The byte-level audit lives in results/sft_template_audit.jsonl
(produced by python -m atlas.train.sft --config configs/sft_qwen05b.yaml --dump-template-audit).
Our config¶
Hyperparameters¶
From configs/sft_qwen05b.yaml — these are the SFT-specific
knobs. Everything else (LoRA rank, quantization, target modules) is inherited
from base.yaml and covered on the LoRA / QLoRA page.
| Knob | Value | Why |
|---|---|---|
learning_rate |
2.0e-4 | QLoRA paper recommendation for r=16. Higher than full fine-tuning would tolerate because LoRA's low-rank update bounds per-step weight change. |
num_train_epochs |
1 | One pass over 5k rows. Phase 1 goal is "make IFEval move past base," not "saturate." More epochs risks overfitting to UltraChat style. |
per_device_train_batch_size |
4 | T4 memory ceiling with 0.5B + 4-bit + LoRA + gradient checkpointing. |
gradient_accumulation_steps |
4 | Effective batch = 16. Standard for instruction-tuning at this scale. |
warmup_ratio |
0.03 | 3% of total steps. Short warmup because the run is short (~80 steps total) — longer warmup costs progress. |
gradient_checkpointing |
true |
Required to fit batch=4 inside 16 GB. Trades ~30% compute for ~50% memory. |
logging_steps |
10 | Roughly every ~12% of training — enough resolution for the loss curve to be readable without spamming W&B. |
save_strategy |
"no" |
Single checkpoint saved at the end via trainer.save_model. No mid-run checkpoints for an ~80-step run — they'd be noise. |
report_to |
wandb |
If WANDB_API_KEY is set, run logs go to the project. The Kaggle notebook auto-disables this when the secret isn't configured. |
Step count math¶
5,000 samples / (batch_size × grad_accum) = 5,000 / (4 × 4) = 312.5 → ~80 steps per epoch
× 1 epoch = ~80 total steps
The smoke run (make sft-smoke) caps this at 50 steps with --max-steps 50
to catch wiring failures in ~5 minutes before the full run.
Output¶
On success, the trained LoRA adapter is pushed to HF Hub at
agaonker/atlas-sft-qwen05b-v2 (the cfg.output.hub_repo in
sft_qwen05b.yaml). The base model is never modified; only the
~2.1 M LoRA params are saved. The patched tokenizer is saved alongside the
adapter so eval can load it via --tokenizer agaonker/atlas-sft-qwen05b-v2.
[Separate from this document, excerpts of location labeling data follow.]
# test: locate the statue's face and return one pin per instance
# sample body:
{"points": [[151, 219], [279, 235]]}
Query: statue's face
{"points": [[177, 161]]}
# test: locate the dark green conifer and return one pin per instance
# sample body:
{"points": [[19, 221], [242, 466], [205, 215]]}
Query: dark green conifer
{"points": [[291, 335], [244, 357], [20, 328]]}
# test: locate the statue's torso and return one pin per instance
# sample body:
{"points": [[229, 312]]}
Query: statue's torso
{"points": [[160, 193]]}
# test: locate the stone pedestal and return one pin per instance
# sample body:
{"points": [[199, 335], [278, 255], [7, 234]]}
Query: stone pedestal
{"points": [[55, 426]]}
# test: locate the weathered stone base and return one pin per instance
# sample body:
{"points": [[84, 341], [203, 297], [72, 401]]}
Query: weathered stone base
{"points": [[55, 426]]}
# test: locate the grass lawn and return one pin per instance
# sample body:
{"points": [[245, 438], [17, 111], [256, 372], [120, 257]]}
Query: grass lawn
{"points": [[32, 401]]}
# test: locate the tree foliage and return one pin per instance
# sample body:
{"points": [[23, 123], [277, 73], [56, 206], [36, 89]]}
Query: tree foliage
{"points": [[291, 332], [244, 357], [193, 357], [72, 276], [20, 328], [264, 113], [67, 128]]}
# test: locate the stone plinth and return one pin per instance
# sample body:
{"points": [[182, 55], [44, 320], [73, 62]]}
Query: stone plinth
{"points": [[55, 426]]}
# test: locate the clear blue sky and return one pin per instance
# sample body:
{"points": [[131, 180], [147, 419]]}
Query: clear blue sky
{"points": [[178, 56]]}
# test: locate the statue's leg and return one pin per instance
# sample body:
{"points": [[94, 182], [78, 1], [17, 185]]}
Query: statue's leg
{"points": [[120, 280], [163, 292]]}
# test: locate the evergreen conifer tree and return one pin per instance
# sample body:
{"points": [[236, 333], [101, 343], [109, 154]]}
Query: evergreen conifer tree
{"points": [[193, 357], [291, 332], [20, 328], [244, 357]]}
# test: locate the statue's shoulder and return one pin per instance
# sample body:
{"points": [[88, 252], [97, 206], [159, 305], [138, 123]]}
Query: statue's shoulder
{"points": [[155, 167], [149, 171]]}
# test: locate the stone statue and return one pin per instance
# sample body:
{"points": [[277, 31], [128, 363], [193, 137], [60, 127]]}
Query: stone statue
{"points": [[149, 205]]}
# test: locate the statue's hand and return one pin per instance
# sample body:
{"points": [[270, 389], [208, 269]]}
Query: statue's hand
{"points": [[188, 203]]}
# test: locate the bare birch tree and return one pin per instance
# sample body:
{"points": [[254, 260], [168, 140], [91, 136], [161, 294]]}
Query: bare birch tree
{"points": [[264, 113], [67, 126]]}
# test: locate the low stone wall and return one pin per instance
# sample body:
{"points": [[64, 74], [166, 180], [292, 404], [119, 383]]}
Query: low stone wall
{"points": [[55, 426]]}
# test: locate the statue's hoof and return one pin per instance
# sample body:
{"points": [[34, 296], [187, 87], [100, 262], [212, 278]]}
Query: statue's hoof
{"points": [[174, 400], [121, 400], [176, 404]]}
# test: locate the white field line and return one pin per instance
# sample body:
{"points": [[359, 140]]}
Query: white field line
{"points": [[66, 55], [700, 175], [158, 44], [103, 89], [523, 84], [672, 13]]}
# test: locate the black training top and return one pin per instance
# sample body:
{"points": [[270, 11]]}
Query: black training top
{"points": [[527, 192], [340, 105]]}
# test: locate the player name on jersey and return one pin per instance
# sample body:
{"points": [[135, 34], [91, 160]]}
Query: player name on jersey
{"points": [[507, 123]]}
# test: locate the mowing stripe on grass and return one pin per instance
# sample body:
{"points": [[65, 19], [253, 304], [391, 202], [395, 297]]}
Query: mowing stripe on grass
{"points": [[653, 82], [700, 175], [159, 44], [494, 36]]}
The earlier agaonker/atlas-sft-qwen05b-v1 (trained on -Instruct) is kept
on the Hub as historical reference; downstream phases anchor to v2.
Subsequent phases reload the base model and attach this adapter as their starting point — DPO refines on top of these SFT weights, not on the raw pretrained Qwen.
Success criterion¶
From PROJECT.md §6:
SFT model beats base on IFEval
prompt_level_strict_accby a clear margin.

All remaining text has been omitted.